Pubdate: Sun, 01 Jun 2014
Source: San Diego Union Tribune (CA)
Copyright: 2014 Union-Tribune Publishing Co.
Note: Seldom prints LTEs from outside it's circulation area.
Author: David Garrick


Once Legal Shops Open, Some Areas Have Few Options

SAN DIEGO - At least 54 illegal pot shops are still operating in San 
Diego and city officials doubt they can shut them all down before the 
first legal medical marijuana dispensaries begin opening this year.

When the City Council voted in March to allow a maximum of 36 legal 
dispensaries to open under a strict new set of regulations, the aim 
was having those businesses replace the illegal shops - not operate 

That goal is unlikely to be achieved because forcing the illegal 
shops to close is a complex process and many dispensary operators 
reopen elsewhere shortly after getting shut down, employees in the 
city attorney's office and the code compliance division said this week.

"We shut them down and they open a block away or reopen in the same 
place a few weeks later," said Melody Negrete, the city's assistant 
deputy director of code enforcement. "It's also hard to be sure we're 
aware of all of them - many don't put any sign on the storefront."

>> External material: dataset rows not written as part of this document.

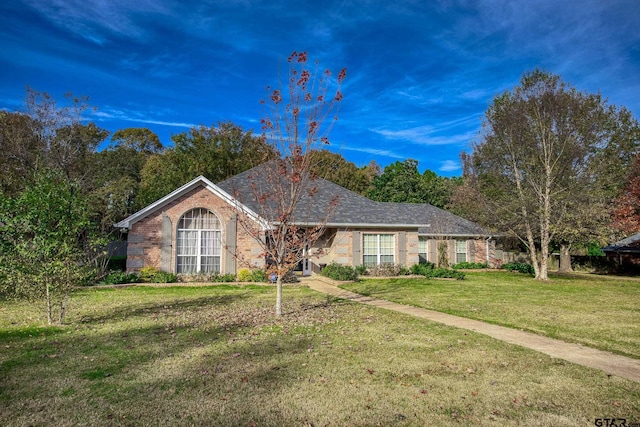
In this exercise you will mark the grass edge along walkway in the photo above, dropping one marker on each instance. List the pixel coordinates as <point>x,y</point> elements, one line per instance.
<point>610,363</point>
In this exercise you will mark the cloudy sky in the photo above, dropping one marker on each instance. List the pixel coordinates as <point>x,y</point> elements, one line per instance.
<point>421,73</point>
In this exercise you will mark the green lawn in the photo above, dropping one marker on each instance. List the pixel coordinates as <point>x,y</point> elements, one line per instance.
<point>601,312</point>
<point>217,356</point>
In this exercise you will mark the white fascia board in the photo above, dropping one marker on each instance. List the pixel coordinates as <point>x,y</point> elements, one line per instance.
<point>489,236</point>
<point>142,213</point>
<point>237,205</point>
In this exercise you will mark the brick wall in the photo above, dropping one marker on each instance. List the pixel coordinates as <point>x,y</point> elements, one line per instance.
<point>145,236</point>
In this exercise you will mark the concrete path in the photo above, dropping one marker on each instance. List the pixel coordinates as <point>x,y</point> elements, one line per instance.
<point>610,363</point>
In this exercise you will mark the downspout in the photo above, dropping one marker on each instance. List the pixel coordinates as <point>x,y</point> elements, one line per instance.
<point>486,242</point>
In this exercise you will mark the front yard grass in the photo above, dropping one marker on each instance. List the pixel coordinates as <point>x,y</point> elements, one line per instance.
<point>217,356</point>
<point>600,312</point>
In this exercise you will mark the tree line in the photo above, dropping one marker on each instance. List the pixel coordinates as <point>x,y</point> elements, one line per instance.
<point>551,167</point>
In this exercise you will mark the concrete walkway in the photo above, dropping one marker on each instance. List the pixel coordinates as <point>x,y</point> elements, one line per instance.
<point>610,363</point>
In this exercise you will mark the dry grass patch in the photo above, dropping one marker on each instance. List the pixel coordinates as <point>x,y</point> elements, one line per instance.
<point>217,356</point>
<point>601,312</point>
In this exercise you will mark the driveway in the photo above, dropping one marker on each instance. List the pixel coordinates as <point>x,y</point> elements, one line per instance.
<point>610,363</point>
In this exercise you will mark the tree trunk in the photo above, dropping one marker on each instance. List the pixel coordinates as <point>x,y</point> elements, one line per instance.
<point>565,259</point>
<point>279,295</point>
<point>63,308</point>
<point>49,308</point>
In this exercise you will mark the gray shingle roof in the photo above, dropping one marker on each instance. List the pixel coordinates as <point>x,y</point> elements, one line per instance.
<point>629,244</point>
<point>353,209</point>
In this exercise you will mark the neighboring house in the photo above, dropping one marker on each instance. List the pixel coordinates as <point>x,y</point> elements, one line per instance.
<point>196,229</point>
<point>625,254</point>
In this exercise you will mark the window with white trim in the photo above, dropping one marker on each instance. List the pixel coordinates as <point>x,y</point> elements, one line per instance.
<point>199,244</point>
<point>423,250</point>
<point>461,251</point>
<point>377,249</point>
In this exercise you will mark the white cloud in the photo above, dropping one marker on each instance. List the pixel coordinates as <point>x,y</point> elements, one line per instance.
<point>449,166</point>
<point>374,151</point>
<point>137,117</point>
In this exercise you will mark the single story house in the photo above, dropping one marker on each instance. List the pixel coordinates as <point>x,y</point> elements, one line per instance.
<point>625,254</point>
<point>195,229</point>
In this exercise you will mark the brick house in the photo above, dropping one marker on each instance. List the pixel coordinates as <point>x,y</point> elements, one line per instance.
<point>195,229</point>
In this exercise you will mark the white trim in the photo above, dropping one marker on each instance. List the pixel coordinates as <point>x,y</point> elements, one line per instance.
<point>186,188</point>
<point>379,253</point>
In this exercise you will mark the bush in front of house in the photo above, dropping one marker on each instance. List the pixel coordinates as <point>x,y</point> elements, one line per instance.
<point>470,265</point>
<point>244,275</point>
<point>520,267</point>
<point>155,275</point>
<point>257,275</point>
<point>429,270</point>
<point>340,272</point>
<point>207,278</point>
<point>119,277</point>
<point>445,273</point>
<point>422,269</point>
<point>386,270</point>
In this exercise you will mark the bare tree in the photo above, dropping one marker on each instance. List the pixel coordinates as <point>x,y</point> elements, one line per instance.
<point>548,158</point>
<point>290,215</point>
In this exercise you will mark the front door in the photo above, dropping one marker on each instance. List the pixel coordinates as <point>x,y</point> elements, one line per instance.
<point>306,262</point>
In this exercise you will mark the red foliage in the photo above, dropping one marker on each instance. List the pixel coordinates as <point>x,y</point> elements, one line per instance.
<point>626,214</point>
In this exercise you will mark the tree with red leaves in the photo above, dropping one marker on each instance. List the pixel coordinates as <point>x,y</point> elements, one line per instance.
<point>298,120</point>
<point>626,212</point>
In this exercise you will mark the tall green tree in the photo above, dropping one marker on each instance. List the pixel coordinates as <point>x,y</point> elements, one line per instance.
<point>68,144</point>
<point>402,182</point>
<point>335,168</point>
<point>115,185</point>
<point>21,151</point>
<point>45,243</point>
<point>547,154</point>
<point>298,121</point>
<point>216,152</point>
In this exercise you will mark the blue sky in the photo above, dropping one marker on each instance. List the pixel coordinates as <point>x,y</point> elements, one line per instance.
<point>420,73</point>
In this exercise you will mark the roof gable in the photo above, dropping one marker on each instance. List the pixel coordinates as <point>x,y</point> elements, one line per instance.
<point>355,210</point>
<point>352,210</point>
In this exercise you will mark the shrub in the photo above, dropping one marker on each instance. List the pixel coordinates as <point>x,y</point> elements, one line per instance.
<point>117,263</point>
<point>148,273</point>
<point>226,278</point>
<point>421,269</point>
<point>154,275</point>
<point>244,275</point>
<point>445,273</point>
<point>337,271</point>
<point>387,270</point>
<point>470,265</point>
<point>207,277</point>
<point>164,277</point>
<point>520,267</point>
<point>428,270</point>
<point>119,277</point>
<point>259,275</point>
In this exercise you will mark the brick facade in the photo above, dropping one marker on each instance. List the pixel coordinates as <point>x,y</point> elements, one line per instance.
<point>152,239</point>
<point>145,236</point>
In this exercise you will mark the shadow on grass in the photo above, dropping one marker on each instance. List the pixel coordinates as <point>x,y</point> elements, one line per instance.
<point>145,309</point>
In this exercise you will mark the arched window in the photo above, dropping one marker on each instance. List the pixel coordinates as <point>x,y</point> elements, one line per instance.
<point>199,242</point>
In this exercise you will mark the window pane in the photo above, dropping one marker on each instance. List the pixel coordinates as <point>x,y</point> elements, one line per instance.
<point>210,264</point>
<point>461,251</point>
<point>370,260</point>
<point>423,245</point>
<point>386,244</point>
<point>187,265</point>
<point>199,242</point>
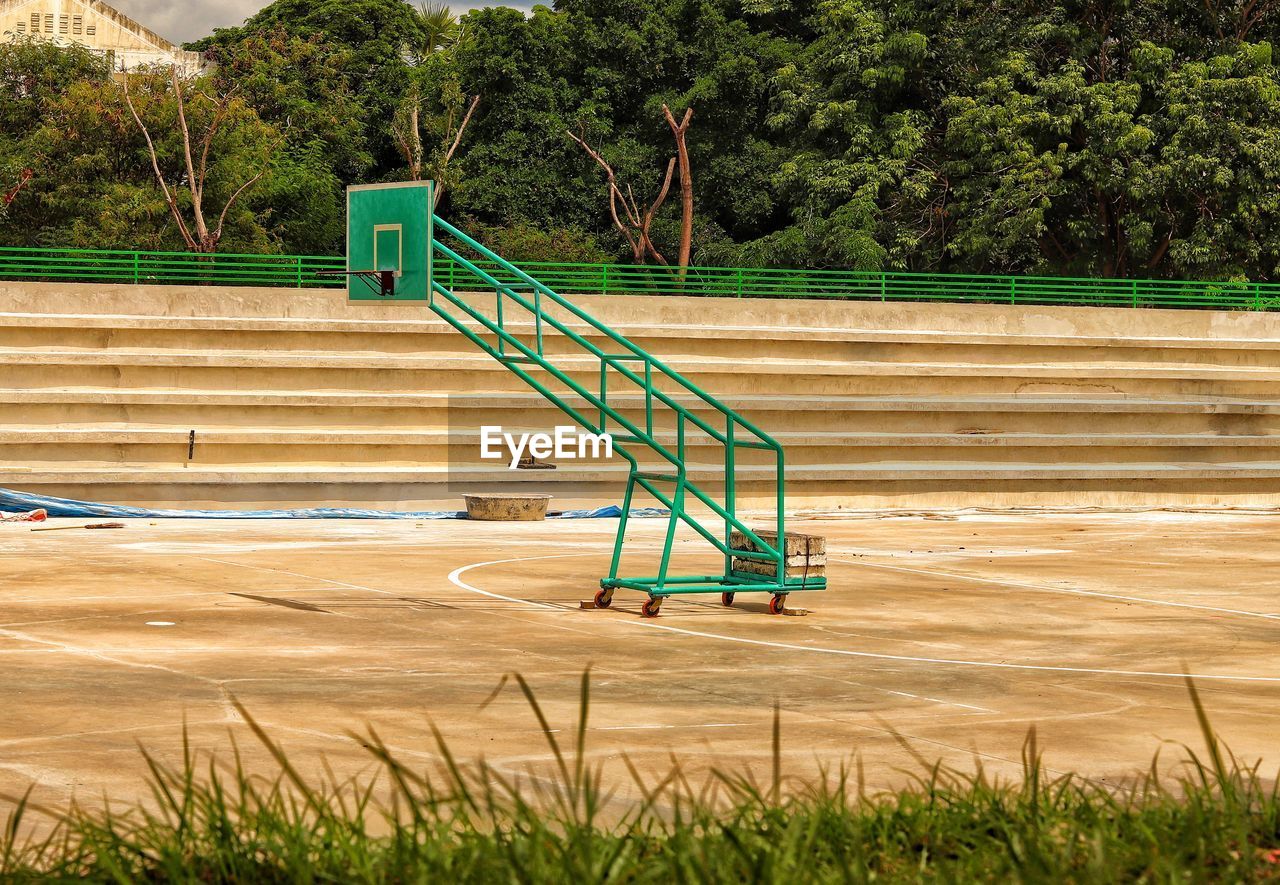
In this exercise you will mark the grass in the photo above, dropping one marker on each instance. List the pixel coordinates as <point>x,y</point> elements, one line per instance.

The city has also been playing catch-up most of this year because 
then-Mayor Bob Filner suspended for much of 2013 enforcement of 
zoning laws that make dispensaries illegal, City Attorney Jan Goldsmith said.

That allowed the dispensaries to proliferate, forcing the city to 
deal with a larger number of cases when enforcement resumed shortly 
after Filner resigned last August.

Local advocates for medical marijuana say the illegal shops have 
served the purpose of providing needy patients access to the drug 
while people aiming to open legal dispensaries navigate the city's 
approval process, which is expected to take about nine months.

"We have great sympathy for those patients who still need their 
medication during the six months to a year that applicants will go 
through this process," said Eugene Davidovich, a board member with 
the Alliance for Responsible Medicinal Access. "Unfortunately, you 
can't put cancer or Parkinson's disease on hold for several months."

Davidovich and Lance Rogers, an attorney working with several 
dispensary applicants, said they expect most of the illegal shops to 
close after the legal ones start opening.

Customers are expected to migrate toward legal dispensaries when that 
becomes an option, and the illegal shops will no longer be able to 
tout themselves as the only option for needy patients.

"The moment the city issues the first license, there is no strong, 
legal basis to remain open," Rogers said.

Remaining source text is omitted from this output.